When we first moved here, I remember the temperature plummeting between Christmas and New Years and no one wanting to stand outside and watch the midnight fireworks.

This year, all through our record storm, the thermometer hovered between 15 and 30 degrees. Mercifully, it stayed closer to 20 than 30, which meant the prodigious amounts of snow I was manually shifting were light powder instead of heavy cake.

None of which is to say that it can’t be 20 or 30 in Vermont in January or that it still won’t be below zero for some or all of the next five weeks (or even beyond). No single storm or season should convince us of anything, but snow rarely falls in sub-zero weather. For one thing, the lack of clouds contributes to the piercing cold.

When I opened the paper to see that I’ve been here for 65 percent of Burlington’s worst winter storms, it doesn’t prove anything, but it does seem to be an indication that things are changing and quickly.

I did a quick search of these commentaries (because I can’t remember what I write from month to month). The last time I used the term “warmer and wetter” was in July of last year. Spring and early summer had been all but washed out. It stayed that way through the end of July. August was the only bit of summer we got last year. “Global warming – hogwash!” some of my neighbors scoffed, just as they did last week, up to their hips in snow.

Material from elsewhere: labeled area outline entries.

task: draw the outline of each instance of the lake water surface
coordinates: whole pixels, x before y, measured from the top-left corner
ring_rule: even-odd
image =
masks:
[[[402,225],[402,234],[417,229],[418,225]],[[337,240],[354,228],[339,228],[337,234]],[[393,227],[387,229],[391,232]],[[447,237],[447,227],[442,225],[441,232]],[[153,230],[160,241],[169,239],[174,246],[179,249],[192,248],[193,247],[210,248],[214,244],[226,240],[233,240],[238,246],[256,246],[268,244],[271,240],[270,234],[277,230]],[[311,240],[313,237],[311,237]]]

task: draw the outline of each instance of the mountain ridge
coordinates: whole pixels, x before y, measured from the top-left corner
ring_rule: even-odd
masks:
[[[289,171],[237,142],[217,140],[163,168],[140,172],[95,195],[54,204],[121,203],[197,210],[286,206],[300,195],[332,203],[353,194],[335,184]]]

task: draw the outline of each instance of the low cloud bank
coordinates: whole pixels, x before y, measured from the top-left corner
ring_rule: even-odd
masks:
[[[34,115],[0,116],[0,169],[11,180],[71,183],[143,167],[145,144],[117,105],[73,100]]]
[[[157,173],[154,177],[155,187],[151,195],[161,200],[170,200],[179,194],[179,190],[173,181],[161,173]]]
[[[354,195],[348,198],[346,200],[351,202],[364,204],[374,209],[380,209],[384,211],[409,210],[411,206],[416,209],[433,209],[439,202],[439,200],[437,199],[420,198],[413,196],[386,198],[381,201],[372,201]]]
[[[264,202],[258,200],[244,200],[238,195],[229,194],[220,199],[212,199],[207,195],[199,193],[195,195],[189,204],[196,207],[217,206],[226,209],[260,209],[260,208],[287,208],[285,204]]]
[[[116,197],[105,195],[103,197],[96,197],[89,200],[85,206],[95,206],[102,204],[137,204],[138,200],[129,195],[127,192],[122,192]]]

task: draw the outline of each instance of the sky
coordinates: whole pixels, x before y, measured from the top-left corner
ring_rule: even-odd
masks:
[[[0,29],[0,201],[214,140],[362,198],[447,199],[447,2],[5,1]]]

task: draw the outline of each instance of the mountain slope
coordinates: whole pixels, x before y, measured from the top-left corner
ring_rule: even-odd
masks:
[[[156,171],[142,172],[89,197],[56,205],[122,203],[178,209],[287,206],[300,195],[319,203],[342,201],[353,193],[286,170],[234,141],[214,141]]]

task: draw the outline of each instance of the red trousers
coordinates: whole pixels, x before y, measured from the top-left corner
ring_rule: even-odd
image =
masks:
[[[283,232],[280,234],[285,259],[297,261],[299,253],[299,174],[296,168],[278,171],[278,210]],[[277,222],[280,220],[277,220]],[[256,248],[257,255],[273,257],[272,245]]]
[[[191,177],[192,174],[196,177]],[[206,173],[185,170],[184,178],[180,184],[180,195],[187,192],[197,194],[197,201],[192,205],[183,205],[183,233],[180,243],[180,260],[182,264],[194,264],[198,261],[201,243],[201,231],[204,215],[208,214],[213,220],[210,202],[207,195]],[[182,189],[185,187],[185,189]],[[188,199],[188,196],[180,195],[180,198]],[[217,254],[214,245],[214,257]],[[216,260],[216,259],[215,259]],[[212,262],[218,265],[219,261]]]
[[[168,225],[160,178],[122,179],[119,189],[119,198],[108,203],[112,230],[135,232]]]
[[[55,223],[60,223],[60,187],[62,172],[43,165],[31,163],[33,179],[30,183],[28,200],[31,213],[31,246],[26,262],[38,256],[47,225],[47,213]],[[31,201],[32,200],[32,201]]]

You’re free to believe or not believe, act or remain inert, as you see fit. I once heard a woman say to a Buddhist, “I don’t believe in reincarnation.” He answered, “Reincarnation either exists or it doesn’t, what you and I believe has nothing to do with it.”

Same goes for global warming, with an important exception. Unlike reincarnation (which may or may not exist), if global warming exists (and I believe it does), it is we who have brought it into existence and it is we who will determine its severity. Some scientists doubt the existence of global warming. Some scientists doubt the existence of evolution. The proportion of doubting scientists in each case in is infinitesimally small.

For now, I will enjoy the snow and the winter. I am a child of the north and having spent a decade of my life away, I have an appreciation of it, especially the profound silence of the two-day blizzard. I promise myself to wear winter like a cloak and savor it as it passes away.

© Mark Floegel, 2010

One Comment

  1. margaret lyons
    Posted 1/11/2010 at 11:40 am | Permalink

    After receiving your note back I decided to check out what you have written lately. Ironically your 01-0-710 column is about weather which I had brought up in the quick email to you and your mom.
    I have “signed up” to receive your column via email. I probably will not always agree with you but I am sure you are OK with that. Carolyn, my almost 21 year old, does not like that I listen to Bob Lonsberry on the radio here. I don’t always agree with him either.